Mailing List Archive

Implementation Question
I haven't managed to find an answer to this question yet, so I'll ask it
here:

Has anyone come up with a way to use DRBD on more than 2 nodes,
mirroring the same partition(s)?
If not, is there another product which is meant to cater more toward the
3+ node cluster configuration?

TIA

Zackary D. Deems
Unix Systems Administrator
Virginia Dept. of Education
Re: Implementation Question [ In reply to ]
On 2000-11-21T15:45:42,
"Zackary D. Deems" <zdeems@example.com> said:

> Has anyone come up with a way to use DRBD on more than 2 nodes,
> mirroring the same partition(s)?

No.

We are accepting patches though ;-)

You _can_ use stacked drbd's, but this may prove to be not what you want. I
also don't want to think about the complexity this introduces...
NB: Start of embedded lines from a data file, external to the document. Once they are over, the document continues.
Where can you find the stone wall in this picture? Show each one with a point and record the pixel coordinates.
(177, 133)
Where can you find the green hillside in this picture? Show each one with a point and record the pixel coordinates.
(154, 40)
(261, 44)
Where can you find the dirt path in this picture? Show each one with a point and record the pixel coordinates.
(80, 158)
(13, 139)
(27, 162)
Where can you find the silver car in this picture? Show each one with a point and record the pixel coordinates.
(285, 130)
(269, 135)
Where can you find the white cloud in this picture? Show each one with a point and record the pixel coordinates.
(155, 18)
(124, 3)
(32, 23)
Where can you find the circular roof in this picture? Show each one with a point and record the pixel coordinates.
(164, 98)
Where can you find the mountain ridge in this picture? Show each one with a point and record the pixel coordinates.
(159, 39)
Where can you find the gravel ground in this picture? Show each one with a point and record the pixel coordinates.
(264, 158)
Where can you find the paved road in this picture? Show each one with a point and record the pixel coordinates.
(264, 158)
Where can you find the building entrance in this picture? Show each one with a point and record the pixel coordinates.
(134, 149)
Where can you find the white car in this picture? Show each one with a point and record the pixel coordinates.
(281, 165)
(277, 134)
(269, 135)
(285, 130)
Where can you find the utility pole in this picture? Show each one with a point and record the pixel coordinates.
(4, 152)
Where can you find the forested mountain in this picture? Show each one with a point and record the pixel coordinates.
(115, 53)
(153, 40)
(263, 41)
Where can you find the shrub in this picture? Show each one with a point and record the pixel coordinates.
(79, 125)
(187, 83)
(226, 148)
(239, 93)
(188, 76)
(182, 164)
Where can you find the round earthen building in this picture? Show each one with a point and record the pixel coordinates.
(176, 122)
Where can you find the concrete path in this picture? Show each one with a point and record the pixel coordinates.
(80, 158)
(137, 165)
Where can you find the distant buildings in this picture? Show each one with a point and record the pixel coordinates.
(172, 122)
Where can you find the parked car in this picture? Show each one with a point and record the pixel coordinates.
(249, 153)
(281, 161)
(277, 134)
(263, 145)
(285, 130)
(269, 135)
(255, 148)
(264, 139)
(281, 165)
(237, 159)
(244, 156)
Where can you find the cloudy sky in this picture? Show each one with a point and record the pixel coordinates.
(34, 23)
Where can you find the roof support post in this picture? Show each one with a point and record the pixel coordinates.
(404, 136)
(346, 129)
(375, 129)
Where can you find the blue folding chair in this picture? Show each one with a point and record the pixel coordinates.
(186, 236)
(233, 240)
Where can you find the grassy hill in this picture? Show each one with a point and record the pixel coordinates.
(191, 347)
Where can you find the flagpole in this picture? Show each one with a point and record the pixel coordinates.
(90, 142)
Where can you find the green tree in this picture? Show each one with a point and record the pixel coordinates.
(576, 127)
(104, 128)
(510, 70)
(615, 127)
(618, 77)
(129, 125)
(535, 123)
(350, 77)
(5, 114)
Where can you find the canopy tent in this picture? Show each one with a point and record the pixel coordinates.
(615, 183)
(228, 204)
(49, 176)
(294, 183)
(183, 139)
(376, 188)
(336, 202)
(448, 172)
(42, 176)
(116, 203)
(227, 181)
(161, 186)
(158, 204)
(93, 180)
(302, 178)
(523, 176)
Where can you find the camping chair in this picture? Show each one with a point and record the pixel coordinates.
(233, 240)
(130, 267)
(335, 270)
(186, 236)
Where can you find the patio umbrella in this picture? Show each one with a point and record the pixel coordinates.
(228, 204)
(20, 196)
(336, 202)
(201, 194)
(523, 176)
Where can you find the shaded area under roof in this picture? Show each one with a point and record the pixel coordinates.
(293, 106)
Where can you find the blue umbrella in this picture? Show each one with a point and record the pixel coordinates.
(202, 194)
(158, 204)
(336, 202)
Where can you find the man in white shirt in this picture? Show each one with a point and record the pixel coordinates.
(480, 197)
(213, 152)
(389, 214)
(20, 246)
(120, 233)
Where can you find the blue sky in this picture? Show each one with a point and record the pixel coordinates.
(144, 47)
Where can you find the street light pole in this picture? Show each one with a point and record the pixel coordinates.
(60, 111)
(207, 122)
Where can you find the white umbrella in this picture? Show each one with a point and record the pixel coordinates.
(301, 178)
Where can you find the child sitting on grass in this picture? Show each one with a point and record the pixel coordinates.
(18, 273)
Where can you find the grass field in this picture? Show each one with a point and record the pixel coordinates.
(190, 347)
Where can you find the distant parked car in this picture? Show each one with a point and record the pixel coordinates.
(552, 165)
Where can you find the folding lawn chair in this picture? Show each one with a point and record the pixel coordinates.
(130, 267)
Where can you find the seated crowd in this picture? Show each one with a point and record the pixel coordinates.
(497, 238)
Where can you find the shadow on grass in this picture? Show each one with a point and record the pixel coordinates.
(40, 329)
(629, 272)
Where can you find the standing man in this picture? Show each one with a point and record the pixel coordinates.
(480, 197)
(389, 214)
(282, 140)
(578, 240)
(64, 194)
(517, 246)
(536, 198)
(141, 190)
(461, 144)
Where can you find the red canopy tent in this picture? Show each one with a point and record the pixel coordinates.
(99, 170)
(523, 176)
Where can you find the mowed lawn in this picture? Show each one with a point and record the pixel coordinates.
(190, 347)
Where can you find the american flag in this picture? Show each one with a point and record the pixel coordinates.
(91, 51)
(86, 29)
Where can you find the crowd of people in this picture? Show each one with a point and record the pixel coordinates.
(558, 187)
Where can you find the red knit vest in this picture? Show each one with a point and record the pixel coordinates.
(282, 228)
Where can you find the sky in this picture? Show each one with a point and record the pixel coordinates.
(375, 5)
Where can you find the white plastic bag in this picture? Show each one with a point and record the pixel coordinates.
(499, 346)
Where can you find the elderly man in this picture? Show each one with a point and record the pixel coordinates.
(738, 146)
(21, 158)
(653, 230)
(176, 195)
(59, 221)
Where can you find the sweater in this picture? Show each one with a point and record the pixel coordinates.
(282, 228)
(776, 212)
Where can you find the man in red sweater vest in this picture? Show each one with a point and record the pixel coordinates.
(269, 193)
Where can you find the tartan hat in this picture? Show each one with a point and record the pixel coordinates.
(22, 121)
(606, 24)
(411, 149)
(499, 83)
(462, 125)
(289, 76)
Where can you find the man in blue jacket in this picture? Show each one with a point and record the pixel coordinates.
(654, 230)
> If not, is there another product which is meant to cater more toward the
> 3+ node cluster configuration?

No.

I am not even sure whether EMC^2 RDF does cater to more than two nodes.

You may wish to investigate a shared storage solution - using shared SCSI or
Fibre Channel - and using GFS on top of it, a special filesystem to allow
multiple nodes to access this concurrently. (http://www.globalfilesystem.org/)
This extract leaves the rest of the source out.